Doctor Who certainly owes a lot to Russell T. Davies. Not only is he responsible for reviving the show that had gone off the air 16 years earlier, but Davies has been lauded for revitalising and rebranding the show for a modern audience. The older episodes certainly have their place in the hearts of fans, but the cheaper, tackier, and less cinematic Who was hardly going to appeal to 21st-century audiences.
Davies took on the task of balancing the expectations of the Doctor Who community and making the show appealing to viewers (any Whovian who has tried to explain the premise of Doctor Who to an outsider can surely empathise) and emerged triumphantly. From 2005 to his departure, Davies oversaw the rebirth of a British cultural phenomenon, with a blend of excellent characters, well-plotted drama, and a genuinely fresh take on the sci-fi genre. His reign was not infallible, of course – who could forget the bonkers Valentine’s Day special Love and Monsters – but he left behind him one of the best British TV shows of the 2000s, and a devoted fanbase hungry for more.
To say that his return, announced by the BBC in the last week of September this year, was greeted warmly by a fanbase, amongst whom many feel that the lofty expectations set by Davies have not been matched by his successors, Steven Moffat and Chris Chibnall. Even this may be something of an understatement.
It would be unfair to present the reception to Davies’ initial run as full of unanimous praise – again, see Love and Monsters – but equally, it is true that the reception to Moffat and Chibnall has been decisively much more mixed. This shift has had truly little to do with the titular character: Matt Smith, Peter Capaldi, and Jodie Whittaker, who will be stepping down along with Chibnall, have all been fantastic Doctors, but the consensus seems to be that the material that they have had to work with is not up to scratch.
Certainly, other factors must be accounted for – it is difficult to imagine Davies’ run pulling anywhere near the numbers it did if it had to compete with modern streaming services, and it is blatantly unfair to label Moffat and Chibnall as somehow ‘incompetent’. But since the show’s 50th Anniversary Special in 2013, it appears to have lost some of the whimsical charms and wonderful storytelling all but synonymous with Davies’ stint with the show.

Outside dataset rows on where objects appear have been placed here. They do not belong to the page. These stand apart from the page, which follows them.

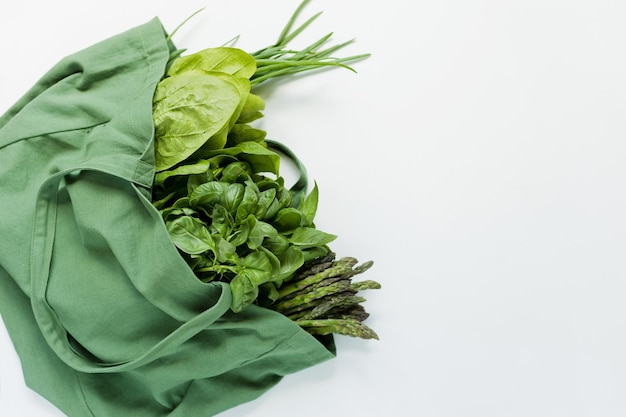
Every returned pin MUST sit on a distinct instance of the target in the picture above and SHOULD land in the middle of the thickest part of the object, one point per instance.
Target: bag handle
(51, 327)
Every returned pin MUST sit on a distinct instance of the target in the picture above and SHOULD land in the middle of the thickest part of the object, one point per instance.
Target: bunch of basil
(218, 185)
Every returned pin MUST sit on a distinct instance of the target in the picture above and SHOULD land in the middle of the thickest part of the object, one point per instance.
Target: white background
(477, 157)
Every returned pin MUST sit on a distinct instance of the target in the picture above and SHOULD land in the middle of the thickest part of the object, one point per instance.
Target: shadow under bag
(107, 318)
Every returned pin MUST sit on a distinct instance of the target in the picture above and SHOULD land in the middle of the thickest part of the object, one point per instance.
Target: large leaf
(189, 235)
(258, 156)
(189, 110)
(309, 237)
(229, 60)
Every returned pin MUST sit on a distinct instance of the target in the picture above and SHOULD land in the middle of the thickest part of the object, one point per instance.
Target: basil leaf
(260, 231)
(258, 156)
(290, 261)
(233, 197)
(248, 204)
(198, 167)
(208, 194)
(309, 237)
(245, 133)
(308, 206)
(252, 109)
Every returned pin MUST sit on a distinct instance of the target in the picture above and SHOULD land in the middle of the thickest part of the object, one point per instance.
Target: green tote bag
(106, 317)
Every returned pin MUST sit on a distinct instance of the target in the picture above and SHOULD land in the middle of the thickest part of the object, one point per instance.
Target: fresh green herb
(219, 190)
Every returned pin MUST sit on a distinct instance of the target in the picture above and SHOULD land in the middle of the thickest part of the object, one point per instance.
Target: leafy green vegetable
(221, 196)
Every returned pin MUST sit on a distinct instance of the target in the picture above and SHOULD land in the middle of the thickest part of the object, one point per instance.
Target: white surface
(477, 157)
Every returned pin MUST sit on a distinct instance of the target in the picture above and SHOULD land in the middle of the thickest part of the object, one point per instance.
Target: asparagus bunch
(323, 299)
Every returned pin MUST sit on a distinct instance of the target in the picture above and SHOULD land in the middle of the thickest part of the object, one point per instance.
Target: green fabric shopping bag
(105, 315)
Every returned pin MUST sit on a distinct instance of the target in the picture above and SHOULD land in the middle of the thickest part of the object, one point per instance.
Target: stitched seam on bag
(275, 347)
(39, 135)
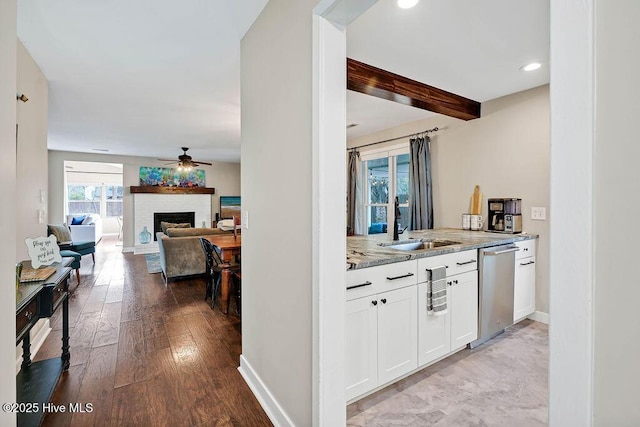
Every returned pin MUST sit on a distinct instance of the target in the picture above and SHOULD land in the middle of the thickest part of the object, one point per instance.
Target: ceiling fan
(185, 161)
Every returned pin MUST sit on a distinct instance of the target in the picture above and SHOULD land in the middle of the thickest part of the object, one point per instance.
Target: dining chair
(236, 279)
(215, 265)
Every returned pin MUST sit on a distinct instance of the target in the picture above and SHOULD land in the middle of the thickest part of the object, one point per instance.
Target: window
(94, 187)
(89, 198)
(386, 175)
(114, 200)
(84, 198)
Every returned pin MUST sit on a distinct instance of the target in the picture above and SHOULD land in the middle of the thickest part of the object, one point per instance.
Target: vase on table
(144, 236)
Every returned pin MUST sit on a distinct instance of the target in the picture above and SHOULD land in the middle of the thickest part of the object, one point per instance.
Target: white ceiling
(147, 77)
(471, 48)
(141, 77)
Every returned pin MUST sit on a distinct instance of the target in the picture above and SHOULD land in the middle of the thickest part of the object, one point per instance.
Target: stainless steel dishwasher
(495, 292)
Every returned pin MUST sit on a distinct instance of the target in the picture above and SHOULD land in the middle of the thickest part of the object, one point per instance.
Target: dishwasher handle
(503, 251)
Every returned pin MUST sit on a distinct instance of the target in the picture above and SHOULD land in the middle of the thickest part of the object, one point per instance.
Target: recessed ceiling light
(407, 4)
(531, 67)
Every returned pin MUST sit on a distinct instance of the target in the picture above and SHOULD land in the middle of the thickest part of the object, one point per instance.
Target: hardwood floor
(147, 355)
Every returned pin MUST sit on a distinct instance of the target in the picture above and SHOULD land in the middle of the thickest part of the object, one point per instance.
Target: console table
(36, 381)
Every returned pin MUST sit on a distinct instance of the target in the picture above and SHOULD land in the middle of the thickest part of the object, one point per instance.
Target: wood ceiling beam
(374, 81)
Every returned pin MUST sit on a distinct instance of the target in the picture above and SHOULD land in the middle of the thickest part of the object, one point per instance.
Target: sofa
(85, 227)
(181, 254)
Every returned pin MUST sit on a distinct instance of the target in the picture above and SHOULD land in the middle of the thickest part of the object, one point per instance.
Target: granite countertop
(365, 251)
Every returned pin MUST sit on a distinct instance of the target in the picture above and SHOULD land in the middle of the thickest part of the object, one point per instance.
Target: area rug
(153, 263)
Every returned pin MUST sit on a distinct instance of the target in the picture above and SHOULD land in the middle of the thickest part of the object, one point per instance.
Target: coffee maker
(505, 215)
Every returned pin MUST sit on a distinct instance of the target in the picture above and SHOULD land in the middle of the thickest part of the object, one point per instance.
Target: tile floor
(500, 383)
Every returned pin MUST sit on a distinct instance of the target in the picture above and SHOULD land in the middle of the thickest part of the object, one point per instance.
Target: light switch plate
(538, 213)
(245, 219)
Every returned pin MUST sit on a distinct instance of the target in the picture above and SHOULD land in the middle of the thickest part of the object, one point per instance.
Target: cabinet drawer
(50, 298)
(381, 278)
(456, 263)
(26, 317)
(527, 248)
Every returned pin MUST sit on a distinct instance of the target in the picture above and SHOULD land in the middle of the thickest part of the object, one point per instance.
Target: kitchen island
(366, 251)
(391, 331)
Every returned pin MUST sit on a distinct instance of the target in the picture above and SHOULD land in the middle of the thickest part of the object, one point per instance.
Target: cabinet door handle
(400, 277)
(367, 283)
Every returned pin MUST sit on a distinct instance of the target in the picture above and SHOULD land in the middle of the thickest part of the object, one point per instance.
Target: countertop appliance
(505, 215)
(495, 291)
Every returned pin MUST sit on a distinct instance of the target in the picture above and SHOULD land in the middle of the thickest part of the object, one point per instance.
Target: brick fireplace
(145, 205)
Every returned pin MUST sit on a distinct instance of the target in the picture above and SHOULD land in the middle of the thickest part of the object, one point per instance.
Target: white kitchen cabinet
(434, 332)
(463, 291)
(361, 346)
(440, 335)
(397, 333)
(382, 337)
(381, 325)
(524, 284)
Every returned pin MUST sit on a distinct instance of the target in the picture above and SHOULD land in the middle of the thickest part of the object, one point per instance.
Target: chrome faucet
(396, 215)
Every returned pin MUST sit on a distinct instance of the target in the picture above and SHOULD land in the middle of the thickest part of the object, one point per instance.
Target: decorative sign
(168, 177)
(43, 250)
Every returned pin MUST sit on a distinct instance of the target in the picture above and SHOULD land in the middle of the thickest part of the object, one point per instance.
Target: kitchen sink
(419, 245)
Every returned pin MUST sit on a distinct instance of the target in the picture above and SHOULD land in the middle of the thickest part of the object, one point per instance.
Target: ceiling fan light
(407, 4)
(531, 66)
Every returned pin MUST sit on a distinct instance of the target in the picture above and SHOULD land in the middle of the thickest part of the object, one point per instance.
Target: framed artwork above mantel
(171, 190)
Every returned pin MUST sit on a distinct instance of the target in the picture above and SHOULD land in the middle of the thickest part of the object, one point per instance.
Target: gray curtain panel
(420, 186)
(352, 190)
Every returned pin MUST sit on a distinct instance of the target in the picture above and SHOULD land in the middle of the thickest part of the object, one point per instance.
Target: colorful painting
(229, 206)
(169, 177)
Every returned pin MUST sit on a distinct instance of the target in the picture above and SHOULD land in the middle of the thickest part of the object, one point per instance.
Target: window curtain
(420, 186)
(353, 223)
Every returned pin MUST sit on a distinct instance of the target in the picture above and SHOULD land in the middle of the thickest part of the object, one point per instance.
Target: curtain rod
(435, 129)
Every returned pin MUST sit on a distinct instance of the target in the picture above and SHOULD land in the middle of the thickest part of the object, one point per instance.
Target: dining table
(229, 246)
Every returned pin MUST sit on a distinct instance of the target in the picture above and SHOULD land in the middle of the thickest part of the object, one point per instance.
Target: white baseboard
(36, 343)
(274, 411)
(540, 316)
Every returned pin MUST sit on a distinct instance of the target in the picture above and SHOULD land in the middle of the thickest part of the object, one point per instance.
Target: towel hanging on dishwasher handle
(437, 291)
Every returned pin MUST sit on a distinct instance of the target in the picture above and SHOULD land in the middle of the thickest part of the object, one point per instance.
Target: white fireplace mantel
(146, 204)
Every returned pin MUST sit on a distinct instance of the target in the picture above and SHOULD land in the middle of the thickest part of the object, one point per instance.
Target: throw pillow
(90, 219)
(61, 232)
(77, 220)
(164, 225)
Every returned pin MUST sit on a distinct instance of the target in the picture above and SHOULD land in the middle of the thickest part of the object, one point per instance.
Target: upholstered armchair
(85, 227)
(66, 242)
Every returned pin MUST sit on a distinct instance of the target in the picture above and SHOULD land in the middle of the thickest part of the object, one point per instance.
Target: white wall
(8, 61)
(615, 198)
(506, 152)
(223, 176)
(276, 82)
(31, 164)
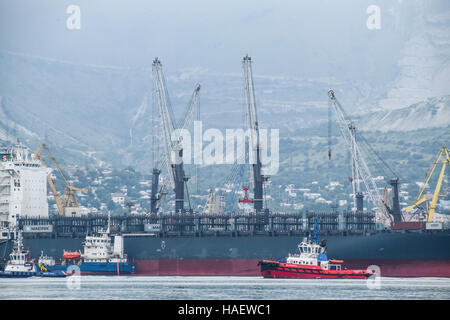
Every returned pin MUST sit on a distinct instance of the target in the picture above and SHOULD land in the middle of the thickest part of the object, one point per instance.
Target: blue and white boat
(18, 265)
(100, 257)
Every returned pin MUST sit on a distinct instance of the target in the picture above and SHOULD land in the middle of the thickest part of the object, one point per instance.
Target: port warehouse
(198, 225)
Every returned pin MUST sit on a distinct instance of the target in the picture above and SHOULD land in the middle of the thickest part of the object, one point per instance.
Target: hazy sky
(299, 38)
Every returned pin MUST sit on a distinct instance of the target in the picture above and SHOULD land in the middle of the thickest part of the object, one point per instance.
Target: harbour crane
(421, 198)
(173, 142)
(360, 170)
(68, 199)
(253, 126)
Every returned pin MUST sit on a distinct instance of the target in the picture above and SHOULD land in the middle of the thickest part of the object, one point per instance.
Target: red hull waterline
(249, 267)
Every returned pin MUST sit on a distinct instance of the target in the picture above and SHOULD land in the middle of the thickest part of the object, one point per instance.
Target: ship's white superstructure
(18, 258)
(23, 186)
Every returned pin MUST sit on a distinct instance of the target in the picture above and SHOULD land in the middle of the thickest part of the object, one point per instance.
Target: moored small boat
(19, 266)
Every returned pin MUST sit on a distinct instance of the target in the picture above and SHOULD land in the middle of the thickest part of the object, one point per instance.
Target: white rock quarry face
(424, 67)
(432, 113)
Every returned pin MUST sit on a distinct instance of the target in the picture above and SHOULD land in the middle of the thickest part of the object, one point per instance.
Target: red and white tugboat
(311, 262)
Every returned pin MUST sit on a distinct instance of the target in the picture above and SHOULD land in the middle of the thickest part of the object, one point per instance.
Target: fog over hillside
(89, 91)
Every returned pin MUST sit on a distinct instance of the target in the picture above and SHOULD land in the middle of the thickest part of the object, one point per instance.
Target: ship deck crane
(360, 170)
(253, 126)
(68, 199)
(421, 198)
(173, 155)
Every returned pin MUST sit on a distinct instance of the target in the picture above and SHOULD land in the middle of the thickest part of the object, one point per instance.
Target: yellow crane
(421, 198)
(69, 199)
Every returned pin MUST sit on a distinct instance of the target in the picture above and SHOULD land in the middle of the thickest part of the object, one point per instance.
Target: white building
(23, 185)
(118, 198)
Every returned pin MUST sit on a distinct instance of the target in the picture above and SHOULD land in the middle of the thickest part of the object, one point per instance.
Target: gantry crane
(68, 199)
(421, 198)
(173, 156)
(360, 170)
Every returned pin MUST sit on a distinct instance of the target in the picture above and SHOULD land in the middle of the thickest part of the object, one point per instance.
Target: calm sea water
(213, 288)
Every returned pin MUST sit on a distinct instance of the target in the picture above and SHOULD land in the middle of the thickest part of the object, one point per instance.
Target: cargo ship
(236, 251)
(187, 243)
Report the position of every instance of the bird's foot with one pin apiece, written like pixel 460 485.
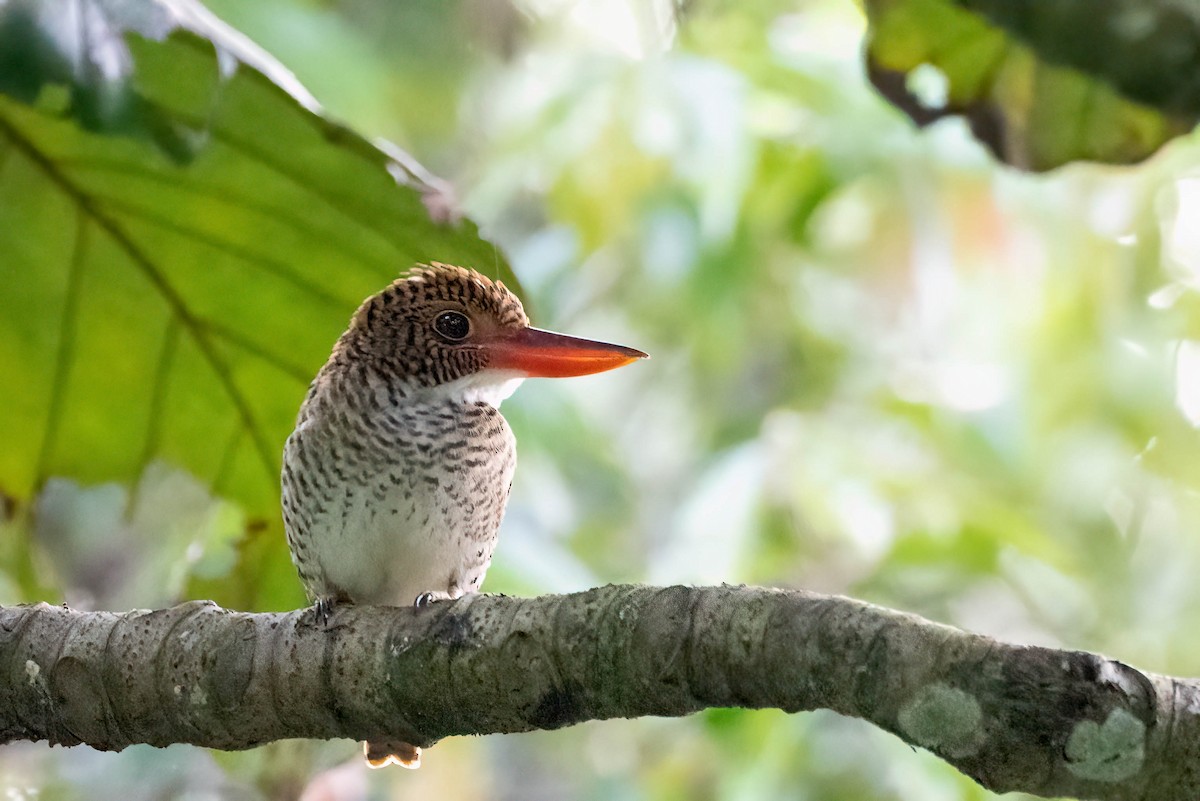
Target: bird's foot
pixel 323 610
pixel 426 598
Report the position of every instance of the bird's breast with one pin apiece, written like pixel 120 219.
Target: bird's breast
pixel 397 501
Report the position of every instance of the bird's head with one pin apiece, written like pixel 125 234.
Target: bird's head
pixel 457 332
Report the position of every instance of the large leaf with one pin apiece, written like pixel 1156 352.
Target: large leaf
pixel 185 236
pixel 1032 114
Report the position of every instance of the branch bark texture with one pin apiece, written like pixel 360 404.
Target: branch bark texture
pixel 1012 717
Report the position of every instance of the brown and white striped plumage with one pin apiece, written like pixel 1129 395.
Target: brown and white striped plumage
pixel 399 469
pixel 397 473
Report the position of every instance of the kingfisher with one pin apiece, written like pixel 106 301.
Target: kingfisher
pixel 396 476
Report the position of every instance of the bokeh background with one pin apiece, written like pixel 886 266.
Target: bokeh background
pixel 882 366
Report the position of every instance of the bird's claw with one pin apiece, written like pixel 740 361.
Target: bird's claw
pixel 323 610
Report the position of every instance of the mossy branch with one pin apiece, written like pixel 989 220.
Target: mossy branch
pixel 1013 717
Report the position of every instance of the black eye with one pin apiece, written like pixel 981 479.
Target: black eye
pixel 453 325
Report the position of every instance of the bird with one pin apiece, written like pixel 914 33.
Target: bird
pixel 397 473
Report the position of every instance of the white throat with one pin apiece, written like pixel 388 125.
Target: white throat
pixel 490 386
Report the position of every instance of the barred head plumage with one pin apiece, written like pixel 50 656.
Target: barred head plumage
pixel 441 324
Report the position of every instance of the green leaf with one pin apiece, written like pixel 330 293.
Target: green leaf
pixel 180 258
pixel 1031 114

Since then, Davies has only gone from strength to strength, with projects such as A Very English Scandal, It’s A Sin, and especially the semi-dystopian Years and Years. He has clearly not lost his touch. Moreover, Davies has openly spoken of his desire to expand the Doctor Who brand to create a Marvel-esque cinematic universe, with multiple projects happening concurrently to one another. Chibnall still has a whole season for himself to try and improve things before moving on, but Davies may be the best man to breathe new life into a story that has fast been becoming stale.